Saturday, October 13, 2007

things that have been said to me in an elevator

I live in a downtown condo building with a mishmash of characters, ranging from university students from Hong Kong whose parents have bought them a condo, to retirees who walk around the building with a parrot on their shoulder, to young singles always looking to pick up.

In the category of singles looking to pick up, one in particular comes to mind. He's a 42-year old buyer for a few upscale clothing stores in the city and he's dating a beautiful 26-year old. He has oodles of cash and owns several ridiculous cars. Over the five or so years that he's lived down the hall from me, he's shown a penchant for ridiculous lines he believes will make me want him. As of yet, not one has had the desired result, but I feel the need to share some of my faves:

- Your car needs to go into the shop? Well, do you drive standard? Why don't you just take my Porsche keys now and drive it when you need to? I have the other cars so I don't really need it.

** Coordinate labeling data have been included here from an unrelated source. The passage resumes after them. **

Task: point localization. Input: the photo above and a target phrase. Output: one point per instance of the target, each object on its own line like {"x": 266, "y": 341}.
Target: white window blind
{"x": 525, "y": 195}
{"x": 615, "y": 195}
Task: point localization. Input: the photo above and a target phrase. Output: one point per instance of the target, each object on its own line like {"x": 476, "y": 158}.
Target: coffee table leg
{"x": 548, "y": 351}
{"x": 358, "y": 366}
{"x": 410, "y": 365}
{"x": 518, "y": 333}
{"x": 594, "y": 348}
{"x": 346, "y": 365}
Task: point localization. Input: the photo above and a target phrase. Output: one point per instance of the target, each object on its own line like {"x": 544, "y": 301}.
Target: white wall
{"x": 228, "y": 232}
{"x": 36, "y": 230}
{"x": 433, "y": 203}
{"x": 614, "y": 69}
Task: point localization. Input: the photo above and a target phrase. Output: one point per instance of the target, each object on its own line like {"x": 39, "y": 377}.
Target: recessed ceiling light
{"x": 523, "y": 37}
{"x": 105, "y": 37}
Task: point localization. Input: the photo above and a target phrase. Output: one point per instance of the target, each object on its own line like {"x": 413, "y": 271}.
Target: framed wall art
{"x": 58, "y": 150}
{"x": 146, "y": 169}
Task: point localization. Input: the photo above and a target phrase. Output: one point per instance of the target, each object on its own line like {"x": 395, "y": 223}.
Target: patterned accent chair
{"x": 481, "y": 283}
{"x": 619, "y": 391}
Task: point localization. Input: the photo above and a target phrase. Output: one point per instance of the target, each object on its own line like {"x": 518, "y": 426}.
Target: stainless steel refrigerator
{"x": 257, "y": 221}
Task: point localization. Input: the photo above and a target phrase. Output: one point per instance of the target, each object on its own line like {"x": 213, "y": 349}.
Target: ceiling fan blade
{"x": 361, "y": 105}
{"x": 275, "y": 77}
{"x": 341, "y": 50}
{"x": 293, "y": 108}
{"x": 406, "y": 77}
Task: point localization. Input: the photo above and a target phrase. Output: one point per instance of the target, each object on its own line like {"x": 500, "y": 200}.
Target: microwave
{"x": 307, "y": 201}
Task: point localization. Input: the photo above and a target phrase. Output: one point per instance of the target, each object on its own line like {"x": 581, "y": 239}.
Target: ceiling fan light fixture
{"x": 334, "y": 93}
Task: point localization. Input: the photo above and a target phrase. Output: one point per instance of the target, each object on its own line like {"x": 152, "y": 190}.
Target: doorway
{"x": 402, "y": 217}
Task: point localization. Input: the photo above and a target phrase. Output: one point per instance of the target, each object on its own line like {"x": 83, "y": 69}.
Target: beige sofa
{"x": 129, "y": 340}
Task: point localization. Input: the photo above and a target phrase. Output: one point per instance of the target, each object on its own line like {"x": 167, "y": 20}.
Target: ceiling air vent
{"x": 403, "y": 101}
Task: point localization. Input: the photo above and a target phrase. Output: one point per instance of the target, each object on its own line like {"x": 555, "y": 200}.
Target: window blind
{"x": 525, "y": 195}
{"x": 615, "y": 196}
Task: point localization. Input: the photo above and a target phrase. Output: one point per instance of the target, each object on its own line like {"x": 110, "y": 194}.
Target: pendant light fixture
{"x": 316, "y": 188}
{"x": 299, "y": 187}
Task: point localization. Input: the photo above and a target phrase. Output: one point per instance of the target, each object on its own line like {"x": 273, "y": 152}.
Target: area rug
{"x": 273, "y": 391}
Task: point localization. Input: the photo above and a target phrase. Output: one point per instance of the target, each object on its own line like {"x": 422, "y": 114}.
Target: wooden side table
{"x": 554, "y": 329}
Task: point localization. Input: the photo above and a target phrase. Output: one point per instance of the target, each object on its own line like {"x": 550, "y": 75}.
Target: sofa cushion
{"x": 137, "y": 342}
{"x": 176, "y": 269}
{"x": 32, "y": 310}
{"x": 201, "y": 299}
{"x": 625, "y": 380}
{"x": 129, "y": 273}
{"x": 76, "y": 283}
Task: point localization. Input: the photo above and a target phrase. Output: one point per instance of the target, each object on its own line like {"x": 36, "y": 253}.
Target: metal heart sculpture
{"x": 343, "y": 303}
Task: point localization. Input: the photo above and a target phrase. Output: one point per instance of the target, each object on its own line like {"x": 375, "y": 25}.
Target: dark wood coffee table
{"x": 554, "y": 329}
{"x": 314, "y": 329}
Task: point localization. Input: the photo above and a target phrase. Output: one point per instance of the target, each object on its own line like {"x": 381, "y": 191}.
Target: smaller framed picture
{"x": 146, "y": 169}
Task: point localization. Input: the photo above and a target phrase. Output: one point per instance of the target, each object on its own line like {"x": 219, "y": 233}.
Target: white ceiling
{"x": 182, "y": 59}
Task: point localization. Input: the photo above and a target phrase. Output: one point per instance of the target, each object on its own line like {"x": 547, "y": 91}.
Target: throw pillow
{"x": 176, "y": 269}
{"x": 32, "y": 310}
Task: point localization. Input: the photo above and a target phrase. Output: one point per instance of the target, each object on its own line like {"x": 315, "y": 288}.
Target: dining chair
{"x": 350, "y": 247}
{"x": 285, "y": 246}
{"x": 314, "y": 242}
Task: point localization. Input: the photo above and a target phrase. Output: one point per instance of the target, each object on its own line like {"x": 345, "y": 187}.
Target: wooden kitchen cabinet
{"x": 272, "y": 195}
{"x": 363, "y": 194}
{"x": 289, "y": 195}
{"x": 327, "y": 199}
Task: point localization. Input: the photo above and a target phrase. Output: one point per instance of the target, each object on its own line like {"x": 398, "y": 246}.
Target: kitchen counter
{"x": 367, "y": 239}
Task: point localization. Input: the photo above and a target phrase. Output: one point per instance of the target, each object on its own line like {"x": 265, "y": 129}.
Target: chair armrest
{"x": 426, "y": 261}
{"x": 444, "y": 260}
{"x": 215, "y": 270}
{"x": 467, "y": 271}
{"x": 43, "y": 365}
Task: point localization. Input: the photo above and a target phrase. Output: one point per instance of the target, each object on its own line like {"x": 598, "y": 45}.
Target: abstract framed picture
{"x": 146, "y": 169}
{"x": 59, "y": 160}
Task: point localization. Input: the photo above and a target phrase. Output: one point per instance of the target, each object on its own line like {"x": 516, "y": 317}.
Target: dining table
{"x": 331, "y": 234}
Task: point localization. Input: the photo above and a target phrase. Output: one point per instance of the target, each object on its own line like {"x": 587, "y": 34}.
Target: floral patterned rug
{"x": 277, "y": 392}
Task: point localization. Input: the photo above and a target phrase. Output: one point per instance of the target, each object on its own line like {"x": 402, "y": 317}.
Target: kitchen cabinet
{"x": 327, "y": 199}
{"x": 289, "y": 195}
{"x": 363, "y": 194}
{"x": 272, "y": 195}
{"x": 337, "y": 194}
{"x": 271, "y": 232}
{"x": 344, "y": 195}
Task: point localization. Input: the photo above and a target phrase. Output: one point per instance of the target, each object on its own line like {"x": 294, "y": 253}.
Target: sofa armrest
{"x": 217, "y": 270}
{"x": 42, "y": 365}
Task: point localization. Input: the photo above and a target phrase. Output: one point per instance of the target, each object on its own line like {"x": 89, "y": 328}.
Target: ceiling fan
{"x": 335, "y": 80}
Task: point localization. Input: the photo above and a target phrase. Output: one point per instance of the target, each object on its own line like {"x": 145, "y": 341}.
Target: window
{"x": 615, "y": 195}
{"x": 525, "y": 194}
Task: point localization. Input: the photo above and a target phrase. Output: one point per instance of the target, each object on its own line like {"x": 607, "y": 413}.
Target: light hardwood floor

- On anyone else, those jeans would be too short, but you know you can pretty much pull off anything.

- I knocked on your door last night but you didn't answer. How late is it OK for me to knock?

[To my neighbour Joe, who I love, who is trying to set me up with a friend - in front of me, of course] - Don't set her up with that guy. Does he know that this girl isn't someone you just date, she's the girl you get a house with?

- Joe's coming over later to smoke some pot. Why don't you come? If you can't make it down the hall after, you can just wake up at my house tomorrow.

[Today, after I had inches of my hair cut off, and got a new piercing] - You're a different kind of chick, huh? I like that.

[and my personal favourite - because this is what you say to a girl to impress her] - I think it's going to end with the girlfriend soon. She wants to have sex all the time and you know, I'm just not that into sex.



Complaint Department Manager said...

Wow, creepy. I see he's as subtle as a grenade in a barrel of oatmeal.

Emory said...

Hmmm! Are you sure Viagra boy, is into girls? Fashion buyer, oodles of cash, 24 year old, and the Porsche.

Maybe he was knocking on your door for a cup of Chi, kinda like do-dad in 'As Good as it Gets'

Also, any guy that breaks up with a GF because of to much secks, should be considered medically unfit for dating. IMHO.

Complaint Department Manager said...

That whole "I'm just not that into sex" thing is a load of shit. That's a line a guy uses to get the girl's defenses down so he go to work on her trust. He wants you to think he's a "safe bet". What-the-fuck-ever! Although, if he is sincere *bullshit*, then I agree with emory on taking his man card away from him.

Strannix said...

"You're a different kind of chick, huh? I like that."

I'm totally stealing that one.

complain away said...

strannix, you so owe me when you meet the love of your life and live happily ever after. Lemme know when it happens, OK?